Dana yang dibutuhkan dalam mengembangkan dan mewujudkan teknologi energi yang ramah lingkungan membutuhkan investasi yang sangat besar. Baru-baru ini pemerintah Cina bekerja sama dengan UNDP (United Nations Development Program) dan GEF (Global Environment Fund) akan memesan enam unit bus tenaga fuel cell sebagai bentuk kepedulian pemerintah Cina dalam meminimalkan polusi udara. Total investasi yang dikeluarkan sekira 33 juta dolar AS. Bus ini akan mengalami uji coba, layaknya di negara-negara maju yang telah mencoba prototipe bus fuel cell selama lima tahun.
Teknologi sederhana
fuel cell adalah alat konversi energi elektrokimia yang akan mengubah hidrogen dan oksigen menjadi air, secara bersamaan menghasilkan energi listrik dan panas dalam prosesnya. fuel cell merupakan suatu bentuk teknologi sederhana seperti baterai yang dapat diisi bahan bakar untuk mendapatkan energinya kembali, dalam hal ini yang menjadi bahan bakar adalah oksigen dan hidrogen.

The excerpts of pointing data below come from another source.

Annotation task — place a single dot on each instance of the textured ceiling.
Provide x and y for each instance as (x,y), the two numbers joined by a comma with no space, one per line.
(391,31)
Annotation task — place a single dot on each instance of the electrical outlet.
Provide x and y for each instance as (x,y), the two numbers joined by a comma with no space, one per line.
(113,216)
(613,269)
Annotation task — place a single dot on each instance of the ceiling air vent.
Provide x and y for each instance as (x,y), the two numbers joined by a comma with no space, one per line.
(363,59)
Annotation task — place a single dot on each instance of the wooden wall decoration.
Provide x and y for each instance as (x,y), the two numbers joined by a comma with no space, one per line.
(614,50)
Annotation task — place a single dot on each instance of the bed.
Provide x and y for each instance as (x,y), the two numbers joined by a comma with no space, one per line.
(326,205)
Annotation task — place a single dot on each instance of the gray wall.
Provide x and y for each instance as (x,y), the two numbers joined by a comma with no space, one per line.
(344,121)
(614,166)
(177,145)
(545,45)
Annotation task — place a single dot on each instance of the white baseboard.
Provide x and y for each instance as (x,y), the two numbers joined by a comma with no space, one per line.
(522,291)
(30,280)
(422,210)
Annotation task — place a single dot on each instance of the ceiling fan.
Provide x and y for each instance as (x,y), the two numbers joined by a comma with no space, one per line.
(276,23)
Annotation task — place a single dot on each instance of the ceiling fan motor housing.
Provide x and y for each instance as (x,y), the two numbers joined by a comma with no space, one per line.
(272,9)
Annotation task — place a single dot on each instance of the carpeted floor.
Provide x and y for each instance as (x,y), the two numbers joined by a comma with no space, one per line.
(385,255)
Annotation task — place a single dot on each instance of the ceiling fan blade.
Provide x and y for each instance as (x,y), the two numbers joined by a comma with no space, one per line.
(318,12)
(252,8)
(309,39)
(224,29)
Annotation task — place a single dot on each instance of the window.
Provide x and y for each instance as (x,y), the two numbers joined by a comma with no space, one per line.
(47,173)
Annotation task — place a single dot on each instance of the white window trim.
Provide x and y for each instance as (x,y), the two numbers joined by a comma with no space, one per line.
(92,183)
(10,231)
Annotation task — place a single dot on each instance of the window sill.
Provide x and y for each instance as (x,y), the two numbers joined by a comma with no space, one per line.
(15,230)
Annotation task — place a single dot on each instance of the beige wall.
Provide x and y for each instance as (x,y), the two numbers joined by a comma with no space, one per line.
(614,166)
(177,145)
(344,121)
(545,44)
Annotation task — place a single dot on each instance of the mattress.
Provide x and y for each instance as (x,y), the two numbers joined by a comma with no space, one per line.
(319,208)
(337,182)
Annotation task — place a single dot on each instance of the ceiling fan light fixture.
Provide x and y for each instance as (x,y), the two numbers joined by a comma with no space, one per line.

Layaknya sebuah baterai, segala jenis fuel cell memiliki elektroda positif dan negatif atau disebut juga katoda dan anoda. Reaksi kimia yang menghasilkan listrik terjadi pada elektroda. Selain elektroda, satu unit fuel cell terdapat elektrolit yang akan membawa muatan-muatan listrik dari satu elektroda ke elektroda lain, serta katalis yang akan mempercepat reaksi di elektroda. Umumnya yang membedakan jenis-jenis fuel cell adalah material elektrolit yang digunakan. Arus listrik serta panas yang dihasilkan setiap jenis fuel cell merupakan produk samping reaksi kimia yang terjadi di katoda dan anoda.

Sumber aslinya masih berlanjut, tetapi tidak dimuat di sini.